Sa mère a quitté le salon en entendant le bruit de la clef dans la serrure. La pâleur de sa fille, son air égaré l’inquiètent aussitôt. Elle renouvelle sa question. Claire aimerait se jeter dans ses bras, lui avouer qu’elle ne veut plus épouser Patrice, l’horreur de leurs retrouvailles ; implorer sa protection. Mais comment expliquer ce qu’elle ne comprend pas elle-même ? Des larmes coulent le long de ses joues et elle s’entend répondre :

— Laurent vient d’être tué en Allemagne.

Claire pleure autant sur le retour de Patrice que sur la mort du jeune homme.

 

Le soir, dans l’obscurité de sa chambre, elle déroule le film de cette journée et constate avec amertume que sa vie, sa vraie vie, est finie.

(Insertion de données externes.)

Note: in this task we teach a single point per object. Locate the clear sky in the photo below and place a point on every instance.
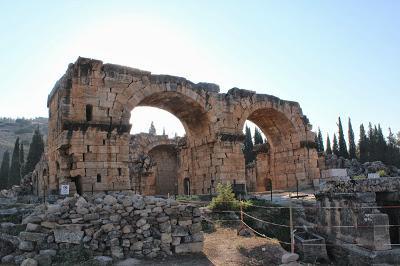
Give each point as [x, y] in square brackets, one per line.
[333, 57]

Pour tous, elle est déjà mariée, même si le deuil impose de retarder la cérémonie. Ses parents ont été bouleversés par le destin tragique de cette famille amie, n’ont pas soupçonné que Claire avait changé, que les quatre années de guerre avaient modifié ses sentiments. Eux sont prêts à accueillir Patrice, à lui apporter toute l’affection qu’il est en droit d’attendre.

Claire quitte son lit, ouvre la porte-fenêtre. Malgré la fraîcheur de la nuit, elle s’accoude à la rambarde du balcon. Cinq étages plus bas, la rue est déserte. Elle songe avec un étrange détachement que cela lui serait facile de sauter dans le vide. Elle voit son corps en chemise de nuit étendu sur le trottoir. Peut-être, dans l’immeuble en face, quelqu’un aurait assisté à cette chute et crié d’horreur. Un cri qui aurait alerté sa famille, les voisins. Un cri qui les aurait hantés longtemps. Pour eux tous, ce serait un accident. Une jeune femme sur le point de se marier ne peut pas se donner la mort.